Deondra Rose, assistant professor in the Sanford School of Public Policy, is accustomed to letting facts drive the discussion of policy. But as a member of the Durham City-County Committee on Confederate Monuments, she realized that feelings were important, too.

During a Sanford lunch event to discuss the committee on Friday, Rose praised the group’s emphasis on opens discussions and the diverse backgrounds of people involved. There were two types of meetings: official ones with guest speakers and wide-open discussions.

The official meetings included speakers with expertise on aspects of Confederate monuments. Many were academics whose research focused on the Confederacy, monuments and the legacy of the Civil War.  

Deondra Rose

Rose felt the small group discussions were especially helpful. The committee asked participants to answer three questions about the values the government should highlight, the people who should be publicly celebrated and the recommendations participants had for the committee.

“The best part of this process was to sit around these tables and hear citizens grapple with these questions,” said Rose, a political scientist who recently published the book “Citizens By Degree: Higher Education Policy and the Changing Gender Dynamics of American Citizenship.”

At the meetings, Rose found her academic approach, which focuses on facts over feelings, was not the best way to approach delicate and emotion-filled topics.

“One of the things I got into trouble within this process is that I tend to approach things with facts. I am not someone who typically deals well with emotions,” she said, adding that “I realized that this is more personal to people and it is hitting them in a place of emotion.
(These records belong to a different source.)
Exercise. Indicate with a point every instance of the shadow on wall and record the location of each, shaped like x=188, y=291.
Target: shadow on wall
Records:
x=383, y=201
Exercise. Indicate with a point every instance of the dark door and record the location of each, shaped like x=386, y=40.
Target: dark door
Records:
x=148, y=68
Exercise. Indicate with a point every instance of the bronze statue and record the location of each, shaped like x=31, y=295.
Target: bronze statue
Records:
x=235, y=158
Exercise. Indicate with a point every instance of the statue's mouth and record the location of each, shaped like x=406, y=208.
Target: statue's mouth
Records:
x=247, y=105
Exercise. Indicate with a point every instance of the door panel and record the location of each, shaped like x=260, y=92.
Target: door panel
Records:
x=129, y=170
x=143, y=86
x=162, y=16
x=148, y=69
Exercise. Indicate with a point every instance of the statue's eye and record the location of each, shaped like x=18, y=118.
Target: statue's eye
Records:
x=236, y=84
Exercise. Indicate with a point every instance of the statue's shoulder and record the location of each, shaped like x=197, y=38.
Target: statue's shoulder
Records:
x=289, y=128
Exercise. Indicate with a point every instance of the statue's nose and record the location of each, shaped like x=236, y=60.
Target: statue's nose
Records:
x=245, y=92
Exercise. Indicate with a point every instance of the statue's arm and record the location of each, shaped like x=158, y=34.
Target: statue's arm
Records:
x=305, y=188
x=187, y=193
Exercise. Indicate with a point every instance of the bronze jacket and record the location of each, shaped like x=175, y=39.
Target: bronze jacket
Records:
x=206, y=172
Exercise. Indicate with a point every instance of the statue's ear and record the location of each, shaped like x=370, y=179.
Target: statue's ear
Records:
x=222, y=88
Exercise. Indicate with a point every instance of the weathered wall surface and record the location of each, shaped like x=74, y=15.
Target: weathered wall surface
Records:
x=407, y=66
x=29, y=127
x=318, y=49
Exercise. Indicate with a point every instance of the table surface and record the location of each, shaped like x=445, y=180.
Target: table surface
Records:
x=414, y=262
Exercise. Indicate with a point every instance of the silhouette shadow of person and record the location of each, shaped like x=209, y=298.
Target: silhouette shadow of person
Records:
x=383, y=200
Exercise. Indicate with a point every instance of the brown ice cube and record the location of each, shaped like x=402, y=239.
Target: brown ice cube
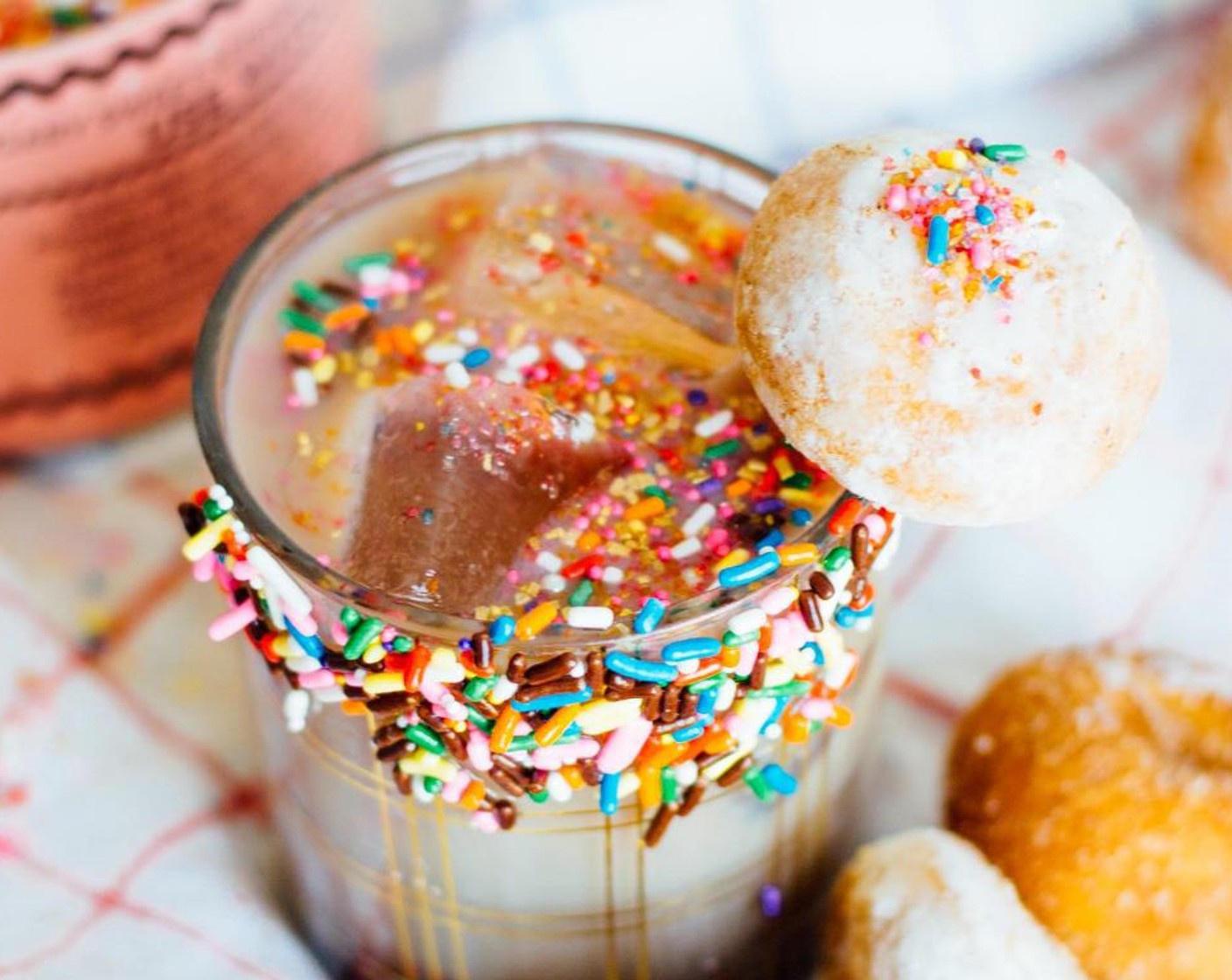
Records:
x=456, y=483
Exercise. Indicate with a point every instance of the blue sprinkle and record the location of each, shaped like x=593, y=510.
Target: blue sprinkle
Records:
x=607, y=787
x=501, y=630
x=640, y=669
x=649, y=615
x=311, y=645
x=766, y=564
x=693, y=732
x=938, y=240
x=772, y=901
x=779, y=780
x=779, y=705
x=551, y=702
x=696, y=648
x=772, y=540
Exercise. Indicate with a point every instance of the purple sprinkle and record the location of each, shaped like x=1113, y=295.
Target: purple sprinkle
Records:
x=772, y=901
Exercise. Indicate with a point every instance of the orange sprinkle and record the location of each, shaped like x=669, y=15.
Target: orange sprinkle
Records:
x=555, y=726
x=799, y=554
x=473, y=795
x=503, y=732
x=646, y=508
x=534, y=623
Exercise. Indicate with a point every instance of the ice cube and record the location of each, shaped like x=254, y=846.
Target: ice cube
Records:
x=456, y=483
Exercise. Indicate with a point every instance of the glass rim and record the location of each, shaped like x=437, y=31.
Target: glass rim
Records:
x=212, y=364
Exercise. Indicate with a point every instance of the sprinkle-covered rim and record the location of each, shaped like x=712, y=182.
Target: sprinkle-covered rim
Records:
x=224, y=322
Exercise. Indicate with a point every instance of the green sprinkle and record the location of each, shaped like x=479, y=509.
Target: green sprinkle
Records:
x=1005, y=151
x=361, y=638
x=479, y=688
x=722, y=449
x=758, y=784
x=425, y=738
x=528, y=744
x=791, y=690
x=669, y=784
x=710, y=682
x=836, y=558
x=317, y=298
x=582, y=594
x=371, y=258
x=302, y=322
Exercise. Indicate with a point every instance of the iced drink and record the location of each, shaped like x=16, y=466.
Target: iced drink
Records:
x=561, y=624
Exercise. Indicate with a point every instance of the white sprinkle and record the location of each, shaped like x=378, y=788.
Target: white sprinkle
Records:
x=295, y=709
x=713, y=424
x=568, y=355
x=746, y=621
x=549, y=563
x=456, y=376
x=524, y=356
x=672, y=248
x=444, y=353
x=697, y=521
x=304, y=385
x=685, y=549
x=589, y=617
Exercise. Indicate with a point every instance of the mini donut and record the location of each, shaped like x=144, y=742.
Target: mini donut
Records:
x=963, y=337
x=926, y=905
x=1101, y=783
x=1207, y=168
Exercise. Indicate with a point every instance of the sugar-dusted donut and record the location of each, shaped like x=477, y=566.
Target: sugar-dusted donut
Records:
x=926, y=905
x=965, y=333
x=1101, y=783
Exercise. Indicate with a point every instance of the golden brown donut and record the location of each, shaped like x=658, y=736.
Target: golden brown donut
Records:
x=926, y=905
x=1207, y=169
x=1101, y=783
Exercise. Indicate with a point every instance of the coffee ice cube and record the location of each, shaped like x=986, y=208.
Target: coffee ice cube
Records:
x=458, y=481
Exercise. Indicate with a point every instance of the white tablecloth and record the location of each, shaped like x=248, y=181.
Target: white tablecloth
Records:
x=132, y=836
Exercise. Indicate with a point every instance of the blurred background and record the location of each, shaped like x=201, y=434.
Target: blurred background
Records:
x=138, y=156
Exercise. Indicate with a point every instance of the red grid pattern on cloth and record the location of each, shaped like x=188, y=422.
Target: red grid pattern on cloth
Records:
x=97, y=605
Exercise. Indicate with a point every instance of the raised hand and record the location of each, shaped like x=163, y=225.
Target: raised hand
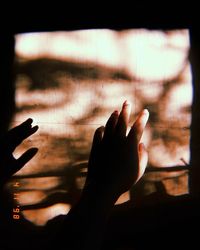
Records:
x=118, y=160
x=14, y=137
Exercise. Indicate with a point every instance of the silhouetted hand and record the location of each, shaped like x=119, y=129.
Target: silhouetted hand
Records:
x=14, y=137
x=118, y=160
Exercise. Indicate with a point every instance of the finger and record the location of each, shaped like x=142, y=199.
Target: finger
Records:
x=122, y=124
x=98, y=135
x=24, y=158
x=111, y=124
x=143, y=159
x=139, y=126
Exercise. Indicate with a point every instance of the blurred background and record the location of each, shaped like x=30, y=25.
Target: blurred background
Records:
x=70, y=82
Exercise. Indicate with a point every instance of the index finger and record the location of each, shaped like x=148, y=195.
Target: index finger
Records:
x=139, y=126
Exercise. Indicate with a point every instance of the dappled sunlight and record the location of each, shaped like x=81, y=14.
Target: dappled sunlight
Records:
x=41, y=216
x=70, y=83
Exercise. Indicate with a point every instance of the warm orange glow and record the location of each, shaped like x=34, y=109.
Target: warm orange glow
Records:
x=70, y=82
x=41, y=216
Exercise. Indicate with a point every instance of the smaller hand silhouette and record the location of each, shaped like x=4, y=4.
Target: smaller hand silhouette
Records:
x=9, y=165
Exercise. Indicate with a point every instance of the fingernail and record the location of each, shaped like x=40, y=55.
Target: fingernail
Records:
x=29, y=121
x=145, y=111
x=116, y=112
x=126, y=103
x=35, y=128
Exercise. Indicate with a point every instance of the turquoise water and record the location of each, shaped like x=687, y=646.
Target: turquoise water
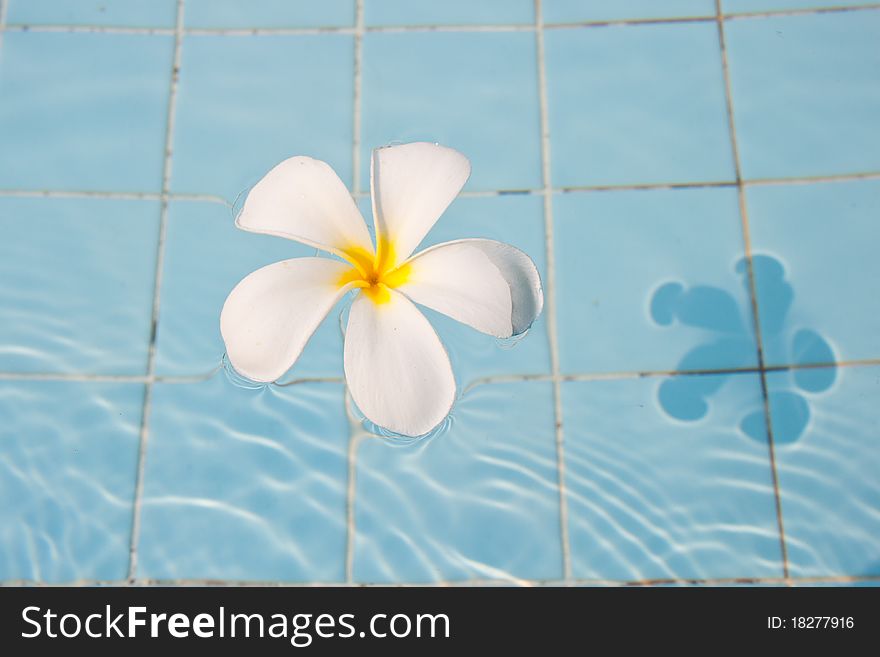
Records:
x=676, y=173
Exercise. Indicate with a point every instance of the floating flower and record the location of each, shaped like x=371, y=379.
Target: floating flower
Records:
x=396, y=367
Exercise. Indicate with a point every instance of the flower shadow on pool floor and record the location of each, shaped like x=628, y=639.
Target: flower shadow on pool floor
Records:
x=687, y=398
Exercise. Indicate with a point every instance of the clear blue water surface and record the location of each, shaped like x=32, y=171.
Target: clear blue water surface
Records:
x=673, y=182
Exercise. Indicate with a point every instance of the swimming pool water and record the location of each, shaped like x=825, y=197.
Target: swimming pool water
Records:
x=697, y=182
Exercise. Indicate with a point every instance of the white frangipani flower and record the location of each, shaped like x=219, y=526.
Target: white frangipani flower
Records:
x=395, y=365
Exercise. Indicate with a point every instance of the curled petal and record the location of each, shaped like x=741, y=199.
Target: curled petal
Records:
x=304, y=200
x=396, y=367
x=461, y=281
x=514, y=266
x=271, y=314
x=412, y=185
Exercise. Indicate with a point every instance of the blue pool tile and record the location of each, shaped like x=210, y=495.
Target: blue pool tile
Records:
x=637, y=104
x=828, y=479
x=480, y=500
x=269, y=13
x=516, y=220
x=248, y=102
x=737, y=6
x=649, y=280
x=205, y=257
x=245, y=484
x=823, y=285
x=433, y=87
x=77, y=290
x=450, y=12
x=652, y=497
x=83, y=111
x=804, y=93
x=573, y=11
x=67, y=479
x=124, y=13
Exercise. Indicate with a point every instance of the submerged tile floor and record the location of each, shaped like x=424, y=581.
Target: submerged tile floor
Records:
x=674, y=172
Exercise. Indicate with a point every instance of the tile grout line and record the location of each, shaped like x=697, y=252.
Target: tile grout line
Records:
x=571, y=189
x=464, y=27
x=157, y=288
x=3, y=4
x=503, y=378
x=705, y=581
x=550, y=310
x=753, y=290
x=353, y=438
x=358, y=86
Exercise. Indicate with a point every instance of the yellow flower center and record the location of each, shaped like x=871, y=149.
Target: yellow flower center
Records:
x=375, y=275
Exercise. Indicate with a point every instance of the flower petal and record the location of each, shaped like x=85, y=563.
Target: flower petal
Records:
x=515, y=267
x=396, y=367
x=304, y=200
x=461, y=281
x=412, y=185
x=271, y=314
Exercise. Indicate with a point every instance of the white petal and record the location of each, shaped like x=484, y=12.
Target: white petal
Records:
x=517, y=269
x=303, y=199
x=271, y=314
x=461, y=281
x=396, y=367
x=412, y=185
I had to really learn to step back and learn how to be quiet.”

She quickly learned that people felt like statues were viewed very deeply by people, often because they honored ancestors who fought and died in the Civil War.

“This isn’t just Confederate Statues to people. ‘This is my great-great-great grandfather’ and so by saying this statue represents X, Y and Z people take that to mean you’re saying my great-great-great grandfather represented X, Y and Z,” said Rose.

She applauded the diversity of the committee, from academics to lawyers to a Confederate reenactor.

“It was a really diverse group in terms of age, in terms of gender, in terms of race and ethnicity, in terms of where we lived in Durham County and how long we’ve lived here,” said Rose.

Rose noted that the committee became fiercely protective of each other through the process. They defended each other even when they had vastly different opinions.

This became particularly important when County Commissioners Vice Chair James Hill criticized the committee’s recommendation to move the statue base with additions to honor the enslaved, union soldiers and women and children to one of two publicly owned cemeteries, one of which is historically black. Hill compared the movement of this new monument to a historically black cemetery to placing an SS statue in a Jewish cemetery.

The co-chairs responded with an op-ed emphasizing that the potential new statue would have additions honoring the enslaved and others and emphasizing the other recommendations the committee had.

Other recommendations include publicly honoring other members of Durham’s history like Pauli Murray, C.P. Ellis and Ann Atwater, tobacco workers, and more. The committee also recommended including the crumpled statue in an educational display inside the courthouse.

Despite the vast array of opinions, the committee found a shared commitment to recognizing history. It was who and how we remember our past that people disagreed about.

“Across the board, people said they wanted to memorialize history,” Rose said. “There was a shared disagreement with us somehow paving over history or failing to acknowledge even our painful past.”